As before, the probability density \(p(\mathbf{x}_{t+1}|\mathbf{x}_t,\mathbf{u}_t)\) is known as the transition probability. Remember that the entire history of controls \(\mathbf{u}_{0:n-1}\) is known (we pick it). So, when we write down the joint probability density we have:

\[ p(\mathbf{x}_{0:n}, \mathbf{y}_{1:n}|\mathbf{u}_{0:n-1}) = p(\mathbf{x}_0)\prod_{t=0}^{n-1}p(\mathbf{x}_{t+1}|\mathbf{x}_t,\mathbf{u}_t)p(\mathbf{y}_t|\mathbf{x}_t). \]

The proof is similar to the case without any controls.

Mathematical definition of the filtering problem#

We have all the ingredients to define the filtering problem mathematically. The problem is to characterize the states \(\mathbf{x}_{0:n}\) given the available observations \(\mathbf{y}_{1:n}\) and the applied controls \(\mathbf{u}_{0:n-1}\). The best you can say about the states comes from applying Bayes’ rule. It is:

\[ p(\mathbf{x}_{0:n}|\mathbf{y}_{1:n},\mathbf{u}_{0:n-1}) = \frac{p(\mathbf{x}_{0:n}, \mathbf{y}_{1:n}|\mathbf{u}_{0:n-1})}{p(\mathbf{y}_{1:n}|\mathbf{u}_{0:n-1})} \propto p(\mathbf{x}_0)\prod_{t=0}^{n-1}p(\mathbf{x}_{t+1}|\mathbf{x}_t,\mathbf{u}_t)p(\mathbf{y}_t|\mathbf{x}_t). \]

This is the formal answer and the starting point for developing specific algorithms.

Note

Strictly speaking, the filtering problem is actually to estimate the current state given all data, i.e., \(p(\mathbf{x}_n | \mathbf{y}_{1:n},\mathbf{u}_{0:n-1})\).

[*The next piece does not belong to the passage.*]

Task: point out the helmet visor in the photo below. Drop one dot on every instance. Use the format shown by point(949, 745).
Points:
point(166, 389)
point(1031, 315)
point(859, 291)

Estimating all states (including the past) is known as smoothing.

Linear systems with Gaussian probabilities#

Let’s now give a specific example of transition and emission probabilities. All transitions will be linear, and all probabilities will be Gaussian. There are two possible ways to write this down: the equations and the probabilistic way. We will give both of them, starting from the equations.

The equations way#

  • Initial conditions:

\[ \mathbf{x}_0 = \boldsymbol{\mu}_0 + \mathbf{z}_0, \]

where \(\boldsymbol{\mu}_0\) is a parameter and \(\mathbf{z}_0\sim N(\mathbf{0},\mathbf{V}_0)\) with \(\mathbf{V}_0\) an properly sized covariance matrix.

  • Transitions:

\[ \mathbf{x}_{t+1} = \mathbf{A}\mathbf{x}_t + \mathbf{B}\mathbf{u}_t + \mathbf{z}_t, \]

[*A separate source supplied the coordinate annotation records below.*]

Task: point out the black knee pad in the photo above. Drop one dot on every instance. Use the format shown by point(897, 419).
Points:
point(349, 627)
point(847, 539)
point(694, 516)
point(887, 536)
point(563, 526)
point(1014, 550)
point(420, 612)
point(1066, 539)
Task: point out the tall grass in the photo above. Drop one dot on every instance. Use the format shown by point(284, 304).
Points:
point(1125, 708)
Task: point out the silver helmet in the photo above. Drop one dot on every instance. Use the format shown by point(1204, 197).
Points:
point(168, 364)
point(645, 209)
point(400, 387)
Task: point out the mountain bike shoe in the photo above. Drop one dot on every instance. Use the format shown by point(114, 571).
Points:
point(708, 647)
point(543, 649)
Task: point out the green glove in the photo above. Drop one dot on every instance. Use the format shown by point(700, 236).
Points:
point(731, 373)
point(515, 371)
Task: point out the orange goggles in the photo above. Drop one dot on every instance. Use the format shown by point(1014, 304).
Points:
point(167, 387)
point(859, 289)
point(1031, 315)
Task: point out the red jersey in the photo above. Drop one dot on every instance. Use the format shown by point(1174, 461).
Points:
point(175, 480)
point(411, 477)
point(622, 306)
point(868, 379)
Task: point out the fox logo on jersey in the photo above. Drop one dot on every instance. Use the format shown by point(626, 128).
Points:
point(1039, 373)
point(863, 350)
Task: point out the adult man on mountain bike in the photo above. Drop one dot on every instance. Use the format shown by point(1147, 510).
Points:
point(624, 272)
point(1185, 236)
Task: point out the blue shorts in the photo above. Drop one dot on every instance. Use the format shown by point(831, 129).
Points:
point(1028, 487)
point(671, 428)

where \(\mathbf{A}\) and \(\mathbf{B}\) are matrices and \(\mathbf{z}_t\sim N(\mathbf{0},\mathbf{Q})\) with \(\mathbf{Q}\) an appropriately sized covariance matrix (known as process covariance).

  • Emissions:

\[ \mathbf{y}_t = \mathbf{C}\mathbf{x}_t + \mathbf{w}_t, \]

where \(\mathbf{C}\) is a matrix and \(\mathbf{w}_t\sim N(\mathbf{0},\mathbf{R})\) with \(\mathbf{R}\) an appropriately sized covariance matrix (known as process covariance).

The probabilistic way#

  • Initial conditions:

\[ p(\mathbf{x}_0) = N(\mathbf{x}_0|\boldsymbol{\mu}_0,\mathbf{V}_0), \]

  • Transitions:

\[ p(\mathbf{x}_{t+1}|\mathbf{x}_t,\mathbf{u}_t) = N(\mathbf{x}_{t+1}|\mathbf{A}\mathbf{x}_t+\mathbf{B}\mathbf{u}_t,\mathbf{Q}). \]

  • Emissions:

\[ p(\mathbf{y}_{t}|\mathbf{x}_t) = N(\mathbf{y}_t|\mathbf{C}\mathbf{x}_t,\mathbf{R}). \]

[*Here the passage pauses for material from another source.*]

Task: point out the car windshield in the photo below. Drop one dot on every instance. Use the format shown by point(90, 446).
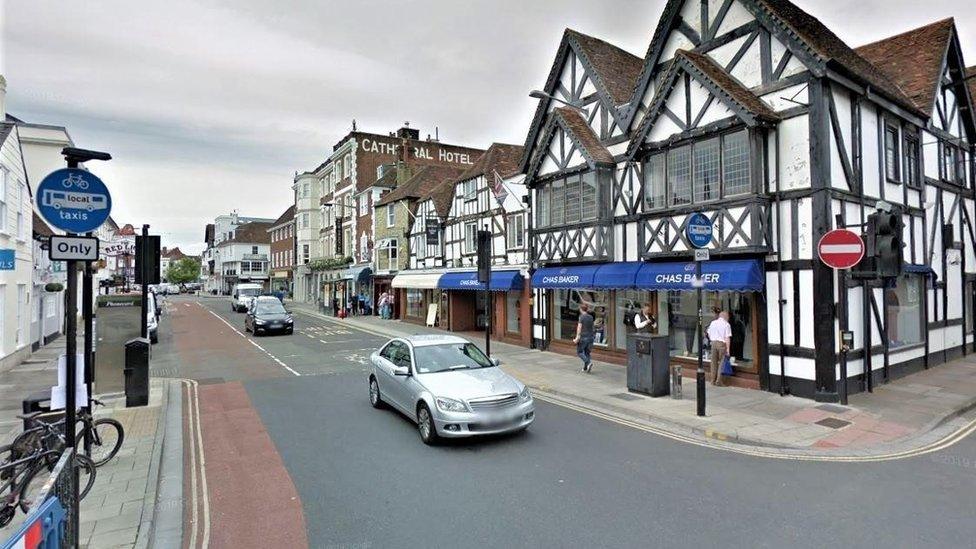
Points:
point(269, 307)
point(450, 356)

Note: The parameters \(\mathbf{A}, \mathbf{B}, \mathbf{C}, \boldsymbol{\mu}_0,\mathbf{V}_0, \mathbf{Q}\) and \(\mathbf{R}\) are assumed to be known in the context of our class. However, they may be unknown (or partially known) in realistic situations. If that’s the case, they would have to be estimated along with the states. We say we have a parameter estimation and filtering problem. These are much harder.